— Последний, сто пятидесятый.

— Чудесно! — дружно обрадовались все.

Тимоти начал декламировать текст, который, как его учили, был «самой могучей в истории человечества симфонией хвалы Господу», песню, которая начинается и заканчивается призывом «Аллилуйя» («Хвалите Бога») и содержит его в каждом стихе.

Духовные вербовщики были под впечатлением.

— Почему бы тебе не пойти с нами и не познакомиться с нашим ребе? — приставали они.

Тим вдруг растерялся.
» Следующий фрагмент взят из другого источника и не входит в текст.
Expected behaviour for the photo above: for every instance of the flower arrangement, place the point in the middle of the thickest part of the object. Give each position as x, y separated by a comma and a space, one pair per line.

Эти молодые люди, в отличие от не знающих радости фундаменталистов, как их описывала Дебора, горели искренней любовью к Господу.

Ему на ум пришел единственный логичный довод.

— Прошу меня извинить, — сказал он на идише. — У меня уже есть духовный наставник.

После этого он вернулся к дочери раввина, и они вместе прошли четырнадцать этапов Крестного пути.

Последние пять, в том числе Голгофа и Гроб Господень, находятся в пределах храма Гроба Господня, величественного сооружения, которое делят между собой шесть христианских церквей — греко-православная, римско-католическая, коптская, армянская, сирийская и абиссинская.

Тим безмолвно впитывал в себя атмосферу этого главного памятника Страстям Спасителя, и Дебора почувствовала, что в этот момент даже она для него перестала существовать.

Почти полчаса он провел в молчании, а когда наконец заговорил, слова давались ему с трудом.

— Куда ты теперь хочешь? — робко спросила она.

— Дебора, — дрогнувшим голосом предложил он, — можно мы немного пройдемся?

— Конечно.

— Хотя… Это ведь довольно далеко. Если хочешь, можем поехать на автобусе.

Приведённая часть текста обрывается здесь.